Chistmas Message from Father John

Father John T. Kucera - State Chaplain
Fr. John Kucera – State Chaplain

My Brother Knights,

Merry Christmas and Happy New Year! I hope this message finds you well.  During this last Advent season, for some reason I was drawn to the song “O Come, O Come Emmanuel.” There are of course many different verses to the song, and each one begins with a different way of invoking God, like O Come Emmanuel, or O come Thou Wisdom from on High, or O Come Thou Dayspring from on High, etc. More than just singing a song, we are invoking the Lord in prayer, asking God to come, and help us with His Power, Might and Grace. One of the last verses goes:

O come, Desire of nations, bind In one the hearts of all mankind;

Bid every strife and quarrel cease And fill the world with heaven’s peace.”

Wow, isn’t that something we need now, to really have Christ’s peace in our hearts, to heal the strife and quarrels that exist in our world, nation, families and personal lives. When Jesus came to us as a baby many years ago there were great strife and quarrels happening in that time. We have our own strife and quarrels today that need to be overcome. And yet let us remember that we don’t need to do this alone. Emmanuel, which means God is with us, is indeed with us. Those same words the angel spoke to the shepherds are for us as well, “Do not be afraid; for behold, I proclaim to you good news of great joy that will be for all the people. For today in the city of David a savior has been born for you who is Christ and Lord” (Luke 2:10-11). Shortly after, many angels appeared singing, “Glory to God in the Highest and on earth peace to those on whom his favor rests” (Luke 2:14).  What an experience that must have been! 

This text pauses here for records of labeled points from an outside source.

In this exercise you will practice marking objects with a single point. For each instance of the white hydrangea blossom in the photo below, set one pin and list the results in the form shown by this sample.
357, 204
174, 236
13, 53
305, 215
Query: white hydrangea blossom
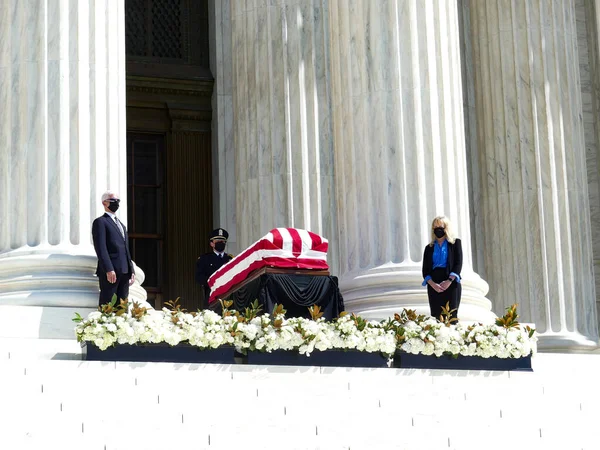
207, 329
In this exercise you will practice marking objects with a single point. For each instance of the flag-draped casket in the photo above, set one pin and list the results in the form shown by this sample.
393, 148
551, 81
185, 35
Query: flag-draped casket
289, 248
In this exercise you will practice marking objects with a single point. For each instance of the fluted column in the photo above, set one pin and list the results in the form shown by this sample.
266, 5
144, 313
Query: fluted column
399, 150
62, 143
281, 123
538, 244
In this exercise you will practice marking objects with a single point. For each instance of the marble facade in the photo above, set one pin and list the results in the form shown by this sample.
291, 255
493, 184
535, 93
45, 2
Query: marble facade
62, 144
360, 120
533, 164
282, 120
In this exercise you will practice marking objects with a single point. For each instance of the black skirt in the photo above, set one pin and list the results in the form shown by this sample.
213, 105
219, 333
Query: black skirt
439, 299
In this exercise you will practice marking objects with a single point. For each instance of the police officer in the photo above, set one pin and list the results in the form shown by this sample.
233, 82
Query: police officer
208, 263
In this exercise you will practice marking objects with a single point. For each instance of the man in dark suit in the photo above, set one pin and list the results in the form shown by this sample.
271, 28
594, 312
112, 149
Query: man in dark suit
208, 263
115, 269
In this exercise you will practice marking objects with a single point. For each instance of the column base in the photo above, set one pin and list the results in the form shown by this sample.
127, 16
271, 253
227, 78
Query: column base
42, 287
380, 292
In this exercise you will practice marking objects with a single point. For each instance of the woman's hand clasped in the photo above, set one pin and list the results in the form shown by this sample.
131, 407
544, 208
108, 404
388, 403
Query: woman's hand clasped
445, 285
437, 287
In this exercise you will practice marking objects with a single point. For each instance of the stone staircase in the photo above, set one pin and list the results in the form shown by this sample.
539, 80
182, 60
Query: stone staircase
50, 398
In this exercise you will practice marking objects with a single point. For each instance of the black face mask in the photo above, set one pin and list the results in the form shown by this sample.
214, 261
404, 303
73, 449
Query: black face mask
113, 206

My brothers, the truth is, is that we have access to Jesus the Prince of Peace just like the Shepherds did, or Mary and Joseph, or the first Apostles. Jesus who was laid in a manger, a food box for animals, now comes to us under the appearances of bread and wine as our food on the altar in the Eucharist. Jesus of course comes to us in many and various ways, such as in the Word of God, the other Sacraments or whenever we pray, but in a special way in the Eucharist. Just as people missed it when Jesus came as a baby, we can miss Him in our own lives if we are too busy. One of the reasons our world is so full of strife and quarrels is that we forget to come to the Prince of Peace and allow His love to bind our hearts in mutual love and respect of one another. How can we like Mary, St. Joseph and the Shepherds, take time to ponder the great mysteries of our faith and to actually go and visit the Prince of Peace? I don’t know if you have thought of this before but whenever we come and visit Jesus in the Eucharist, it is as if we are the Shepherds going to see the Christ child in the Manger. Maybe we don’t understand what is happening, or we feel
nervous like we don’t know what to do when we are in the presence of our Lord, but I would echo the words of the angel, “Do not be afraid!” Jesus will lead and guide you.

Perhaps it is helpful for us to think about coming before Jesus when he was a child. Do any of you feel threatened by a child? There is something adorable and irresistible about being around a baby, and we can let out guard down and truly be ourselves. I think of the precious moments when I am with my niece or some of your kids. How God longs to be united with us, with the loving tenderness that parents have for their children. Jesus desires to truly fill our hearts with His love and peace; to dispel the strife and quarrels in our lives, to heal the false images we have about God that are preventing us from coming to Him. One great way to allow this to happen is to come to visit Jesus in the Eucharist.  As we enter into this Christmas season I pray that Christ the Prince of Peace, may enter into all of our lives in a new way. If you are interested in a way of searching for and maintaining peace in your life I highly recommend Fr. Jacques Philippe’s book “Searching for and Maintaining Peace.” As he says in the book, “Often we cause ourselves to become agitated and disturbed by trying to resolve everything by ourselves, when it would be more efficacious to remain peacefully before the gaze of God and to allow Him to act and work in us with His wisdom and power, which are infinitely superior to ours. For thus says the Lord God, the Holy One of Israel: By waiting and by calm you shall be saved; in quiet and in trust your strength lies, but you would have none of it (Isaiah 30:15)” (pg. 6).

Know you are in my prayers this Christmas season and throughout the New Year.